Grant Category: | Fulbright-Nehru Student Research Program |
Project Title: | Place-based Deities in Contemporary South India |
Field of Study: | Anthropology |
Home Institution: | Emory University, Atlanta, GA |
Host Institution: | The American College, Madurai, Tamil Nadu |
Grant Start Month: | October 2025 |
Duration of Grant: | Nine months |
Anya Fredsell is a doctoral student in the Graduate Division of Religion at Emory University. Her academic interests include South Asian religions, Tamil language and culture, gender and sexuality studies, and ethnography of religion. Her research relies on ethnographic methodologies to examine relationships among families, land, and deities in contemporary Tamil Nadu, India. Anya received her BA in religious studies from Elon University and an MTS in global religions from Emory’s Candler School of Theology.

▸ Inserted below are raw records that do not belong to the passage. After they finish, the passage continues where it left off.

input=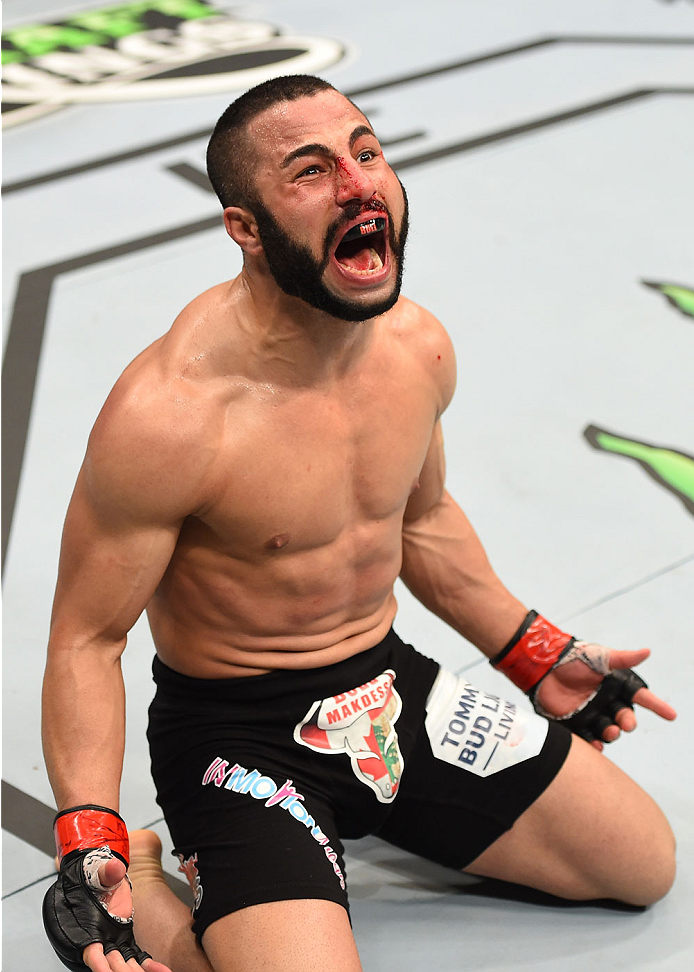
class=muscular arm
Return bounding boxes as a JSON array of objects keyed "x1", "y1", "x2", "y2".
[
  {"x1": 43, "y1": 476, "x2": 181, "y2": 810},
  {"x1": 43, "y1": 488, "x2": 179, "y2": 810},
  {"x1": 400, "y1": 342, "x2": 675, "y2": 744},
  {"x1": 400, "y1": 421, "x2": 527, "y2": 656},
  {"x1": 42, "y1": 381, "x2": 205, "y2": 811}
]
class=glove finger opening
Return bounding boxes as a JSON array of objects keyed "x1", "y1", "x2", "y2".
[
  {"x1": 118, "y1": 942, "x2": 151, "y2": 963},
  {"x1": 607, "y1": 698, "x2": 632, "y2": 723},
  {"x1": 589, "y1": 713, "x2": 615, "y2": 741},
  {"x1": 574, "y1": 725, "x2": 596, "y2": 742},
  {"x1": 618, "y1": 670, "x2": 648, "y2": 705}
]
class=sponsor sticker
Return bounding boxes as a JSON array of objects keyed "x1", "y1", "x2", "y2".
[
  {"x1": 294, "y1": 670, "x2": 404, "y2": 804},
  {"x1": 201, "y1": 758, "x2": 346, "y2": 889},
  {"x1": 425, "y1": 669, "x2": 548, "y2": 777}
]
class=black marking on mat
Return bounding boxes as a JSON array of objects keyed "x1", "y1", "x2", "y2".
[
  {"x1": 166, "y1": 162, "x2": 214, "y2": 193},
  {"x1": 2, "y1": 780, "x2": 57, "y2": 857},
  {"x1": 0, "y1": 779, "x2": 190, "y2": 902},
  {"x1": 152, "y1": 48, "x2": 308, "y2": 81},
  {"x1": 379, "y1": 130, "x2": 427, "y2": 147},
  {"x1": 2, "y1": 214, "x2": 221, "y2": 567},
  {"x1": 346, "y1": 34, "x2": 694, "y2": 100},
  {"x1": 4, "y1": 34, "x2": 694, "y2": 195},
  {"x1": 3, "y1": 125, "x2": 216, "y2": 194},
  {"x1": 2, "y1": 872, "x2": 57, "y2": 900},
  {"x1": 392, "y1": 89, "x2": 679, "y2": 171},
  {"x1": 559, "y1": 552, "x2": 694, "y2": 626}
]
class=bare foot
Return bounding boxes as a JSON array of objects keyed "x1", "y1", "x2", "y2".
[
  {"x1": 129, "y1": 829, "x2": 169, "y2": 888},
  {"x1": 128, "y1": 830, "x2": 212, "y2": 972}
]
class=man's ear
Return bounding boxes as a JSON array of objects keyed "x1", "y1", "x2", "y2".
[{"x1": 223, "y1": 207, "x2": 263, "y2": 255}]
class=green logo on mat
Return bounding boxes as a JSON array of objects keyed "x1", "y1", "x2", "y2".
[
  {"x1": 584, "y1": 280, "x2": 693, "y2": 516},
  {"x1": 2, "y1": 1, "x2": 346, "y2": 128},
  {"x1": 642, "y1": 281, "x2": 694, "y2": 320},
  {"x1": 584, "y1": 426, "x2": 694, "y2": 516}
]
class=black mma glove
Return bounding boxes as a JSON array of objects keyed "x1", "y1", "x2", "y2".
[
  {"x1": 491, "y1": 610, "x2": 647, "y2": 742},
  {"x1": 42, "y1": 805, "x2": 152, "y2": 971}
]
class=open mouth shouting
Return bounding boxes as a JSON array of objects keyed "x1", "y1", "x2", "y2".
[{"x1": 332, "y1": 215, "x2": 390, "y2": 283}]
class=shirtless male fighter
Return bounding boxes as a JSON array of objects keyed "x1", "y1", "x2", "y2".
[{"x1": 42, "y1": 75, "x2": 677, "y2": 972}]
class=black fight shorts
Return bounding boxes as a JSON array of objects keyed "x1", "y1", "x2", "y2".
[{"x1": 147, "y1": 629, "x2": 570, "y2": 940}]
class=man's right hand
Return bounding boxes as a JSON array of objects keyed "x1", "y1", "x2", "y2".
[
  {"x1": 81, "y1": 858, "x2": 171, "y2": 972},
  {"x1": 43, "y1": 806, "x2": 172, "y2": 972}
]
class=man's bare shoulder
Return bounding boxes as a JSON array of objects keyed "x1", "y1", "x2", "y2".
[
  {"x1": 385, "y1": 296, "x2": 457, "y2": 412},
  {"x1": 84, "y1": 281, "x2": 241, "y2": 521}
]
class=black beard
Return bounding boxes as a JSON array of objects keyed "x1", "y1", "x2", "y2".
[{"x1": 248, "y1": 183, "x2": 409, "y2": 323}]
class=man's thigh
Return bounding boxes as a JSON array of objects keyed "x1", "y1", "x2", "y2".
[
  {"x1": 465, "y1": 735, "x2": 676, "y2": 905},
  {"x1": 202, "y1": 899, "x2": 363, "y2": 972},
  {"x1": 376, "y1": 668, "x2": 571, "y2": 868}
]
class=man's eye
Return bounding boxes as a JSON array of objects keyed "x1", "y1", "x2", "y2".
[
  {"x1": 357, "y1": 150, "x2": 377, "y2": 163},
  {"x1": 298, "y1": 165, "x2": 321, "y2": 177}
]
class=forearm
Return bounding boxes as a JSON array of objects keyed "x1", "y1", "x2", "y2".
[
  {"x1": 42, "y1": 640, "x2": 127, "y2": 811},
  {"x1": 400, "y1": 489, "x2": 527, "y2": 656}
]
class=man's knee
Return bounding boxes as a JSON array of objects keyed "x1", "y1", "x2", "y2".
[
  {"x1": 553, "y1": 737, "x2": 677, "y2": 906},
  {"x1": 618, "y1": 820, "x2": 676, "y2": 907},
  {"x1": 551, "y1": 812, "x2": 675, "y2": 907}
]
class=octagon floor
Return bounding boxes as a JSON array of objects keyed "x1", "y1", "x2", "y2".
[{"x1": 2, "y1": 2, "x2": 693, "y2": 970}]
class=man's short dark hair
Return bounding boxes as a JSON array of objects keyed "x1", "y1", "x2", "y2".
[{"x1": 206, "y1": 75, "x2": 337, "y2": 210}]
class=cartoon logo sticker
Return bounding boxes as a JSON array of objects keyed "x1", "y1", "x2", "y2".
[
  {"x1": 294, "y1": 670, "x2": 404, "y2": 803},
  {"x1": 2, "y1": 1, "x2": 346, "y2": 128},
  {"x1": 177, "y1": 851, "x2": 203, "y2": 912}
]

Anya’s Fulbright-Nehru research project on place-based Hindu deities is examining, through ethnographic fieldwork, the shifting relationships between families, land, and religious practices in contemporary South India. Her research is analyzing the worship of Tamil lineage deities (kula devams) – the gods who are passed down generationally in families and who reside on ancestral land – to explore how conceptions of lineage and religious devotion are intimately tied to land and negotiated through the worship of place-based deities in South India. Despite contemporary processes of urbanization and migration that relocate families away from their native land, Tamil people continue to worship these deities by returning to ancestral villages or conducting elaborate rituals to permanently move their deities closer to the family. Drawing on her established research contacts and advanced Tamil language proficiency, Anya is following such movements of people and place-based deities by observing festivals and life-cycle rites, and through semi-structured interviews on family histories and deity narratives. The study is taking place in a village near the urban center of Madurai, Tamil Nadu. This project will form the basis of Anya’s doctoral dissertation at Emory University and is expected to culminate in her first book.